Printer hints for solaris

Brief intro for the uninitiated:

Solaris, and most appls that run under solaris, expect a postscript printer. If you dont have one, get one. If you cant afford one, install ghostscript, and read the ghostscript FAQ on setting up a printing filter.

That being said, now let's move on to the good stuff :-)

Solaris 11 printer syntax

Solaris 11 transitioned to using CUPS for its main print engine. The interfaces have changed significantly. There is a web interface, which is somewhat well documented. However, most people who come to my site, are probably more interested in the command line methods, which are poorly-documented in the Oracle docs.

Here is the cheat sheet that you probably care about:

# TO ADD A (generic HP style) NETWORK PRINTER to Solaris 11
lpadmin -p testprint -E -v socket://1.2.3.4 \
  -P /usr/share/ppd/SUNWhpijs/HP/hp-color_laserjet-ps.ppd.gz

# To view all defined printers
lpstat -v

# To view details on a named printer 'testprint'
lpstat -l -p testprint
Solaris 11 users should probably ignore the rest of this page.


Solaris 10 and older

The rest of the page is kept around for historical reasons.

The syntax that most people will care about:

What to do if you have a direct-attached(parallel port) printer

lpadmin -p lp -v /dev/lp[whatever] -T PS -I postscript

What to do if you have a networked HP printer

There are many pieces of advice, some of which include: BUT!

All of this seems now unneccessary, since HP net printers which emulate their own LPD have special names for internal filtering. Assuming your HP network printer has been added to the hosts table as "hplj", you could address it as

  1. lpadmin -p hp -s hplj
  2. lpadmin -p hp -s 'hplj!text'
  3. lpadmin -p hp -s 'hplj!raw'
  4. lpadmin -p hp -s 'hplj!auto'

#4 will automagically make everything work! It should accept postscript as postscript... but it will also take UNIX text, and add CR *iff* it is neccessary!
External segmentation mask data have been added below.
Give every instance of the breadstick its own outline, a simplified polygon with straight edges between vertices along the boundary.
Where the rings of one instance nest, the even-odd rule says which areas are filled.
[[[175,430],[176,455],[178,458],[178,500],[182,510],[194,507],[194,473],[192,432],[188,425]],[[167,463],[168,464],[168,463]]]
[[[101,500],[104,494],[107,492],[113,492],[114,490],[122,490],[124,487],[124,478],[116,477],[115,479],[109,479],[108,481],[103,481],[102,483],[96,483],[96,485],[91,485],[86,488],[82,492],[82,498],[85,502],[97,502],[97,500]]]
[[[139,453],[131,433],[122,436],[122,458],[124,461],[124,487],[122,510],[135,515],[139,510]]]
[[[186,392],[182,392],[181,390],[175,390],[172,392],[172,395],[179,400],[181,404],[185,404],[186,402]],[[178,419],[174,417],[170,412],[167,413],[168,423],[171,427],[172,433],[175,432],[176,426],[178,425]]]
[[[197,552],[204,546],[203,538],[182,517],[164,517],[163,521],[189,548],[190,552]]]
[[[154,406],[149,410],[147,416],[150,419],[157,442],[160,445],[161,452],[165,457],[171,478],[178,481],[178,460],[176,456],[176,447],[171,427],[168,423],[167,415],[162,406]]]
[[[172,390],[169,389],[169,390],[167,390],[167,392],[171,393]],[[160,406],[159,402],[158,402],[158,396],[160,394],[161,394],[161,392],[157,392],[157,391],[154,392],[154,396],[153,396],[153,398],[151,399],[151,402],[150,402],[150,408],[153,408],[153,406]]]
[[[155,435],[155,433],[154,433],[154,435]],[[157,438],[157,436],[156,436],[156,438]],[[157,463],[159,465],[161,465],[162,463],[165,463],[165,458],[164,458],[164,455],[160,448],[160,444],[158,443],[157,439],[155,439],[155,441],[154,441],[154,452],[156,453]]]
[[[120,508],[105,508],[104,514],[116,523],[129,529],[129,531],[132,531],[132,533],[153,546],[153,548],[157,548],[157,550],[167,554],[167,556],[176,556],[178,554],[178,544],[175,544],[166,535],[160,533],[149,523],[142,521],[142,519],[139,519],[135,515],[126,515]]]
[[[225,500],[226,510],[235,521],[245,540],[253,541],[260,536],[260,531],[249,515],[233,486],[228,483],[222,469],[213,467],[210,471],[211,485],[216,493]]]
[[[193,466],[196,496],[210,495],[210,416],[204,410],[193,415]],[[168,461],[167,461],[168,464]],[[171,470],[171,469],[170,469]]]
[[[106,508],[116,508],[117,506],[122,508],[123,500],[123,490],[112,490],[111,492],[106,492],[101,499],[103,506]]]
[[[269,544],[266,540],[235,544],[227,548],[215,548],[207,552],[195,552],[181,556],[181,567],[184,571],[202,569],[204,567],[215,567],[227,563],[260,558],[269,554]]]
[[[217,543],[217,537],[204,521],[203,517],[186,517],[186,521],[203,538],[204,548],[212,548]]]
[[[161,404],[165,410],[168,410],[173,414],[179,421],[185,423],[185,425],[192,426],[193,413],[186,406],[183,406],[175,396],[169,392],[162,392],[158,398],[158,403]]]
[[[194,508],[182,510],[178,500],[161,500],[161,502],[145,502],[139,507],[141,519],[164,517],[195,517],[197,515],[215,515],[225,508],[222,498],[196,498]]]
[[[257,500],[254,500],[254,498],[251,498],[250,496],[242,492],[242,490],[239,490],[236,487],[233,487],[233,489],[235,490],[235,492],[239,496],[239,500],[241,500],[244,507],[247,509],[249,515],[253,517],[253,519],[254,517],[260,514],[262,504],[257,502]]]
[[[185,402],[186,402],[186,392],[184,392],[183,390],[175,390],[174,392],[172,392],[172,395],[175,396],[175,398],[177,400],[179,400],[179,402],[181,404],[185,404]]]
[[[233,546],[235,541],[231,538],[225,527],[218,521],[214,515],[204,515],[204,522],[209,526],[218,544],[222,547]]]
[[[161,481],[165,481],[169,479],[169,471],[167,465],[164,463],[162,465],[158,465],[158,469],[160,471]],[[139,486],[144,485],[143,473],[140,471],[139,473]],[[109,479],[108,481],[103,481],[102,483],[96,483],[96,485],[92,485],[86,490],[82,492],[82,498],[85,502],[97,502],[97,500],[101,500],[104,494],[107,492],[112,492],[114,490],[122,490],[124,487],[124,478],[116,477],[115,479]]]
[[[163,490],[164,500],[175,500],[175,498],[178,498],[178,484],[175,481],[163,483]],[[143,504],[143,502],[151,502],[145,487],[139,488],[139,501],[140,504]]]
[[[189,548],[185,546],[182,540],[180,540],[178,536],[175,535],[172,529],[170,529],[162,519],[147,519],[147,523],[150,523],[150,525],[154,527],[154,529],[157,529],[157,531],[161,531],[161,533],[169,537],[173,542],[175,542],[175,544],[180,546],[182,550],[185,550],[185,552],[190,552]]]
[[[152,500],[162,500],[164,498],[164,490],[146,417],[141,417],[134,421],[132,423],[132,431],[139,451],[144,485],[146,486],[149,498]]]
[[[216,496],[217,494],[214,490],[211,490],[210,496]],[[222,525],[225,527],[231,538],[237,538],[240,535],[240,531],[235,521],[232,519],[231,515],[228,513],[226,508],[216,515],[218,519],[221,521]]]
When I tried it on an HP 4050, anyways. Lemme know if it doesnt work on a relatively recent networked HP.


If you wanted to manually convert a text file to postscript, the mindless way, you can invoke the solaris PS filter by hand, with

/usr/lib/lp/postscript/postprint  file.txt >file.ps
Alternatively, on newer Solaris release, you can use the mp command:
mp  file.txt >file.ps

An obscure bit of info that I wanted to preserve on my own site:

If, as root, the command "lpfilter -f all -l" returns nothing, you should do the following:


# # Note that this is ksh syntax
# cd /etc/lp/fd
#   for file in * ; do
        sfile=${file%%.fd}
        lpfilter -f $sfile -F /etc/lp/fd/$file
        done

This will enable all the "filters" (like the "text to postscript" filter), that otherwise may not kick in.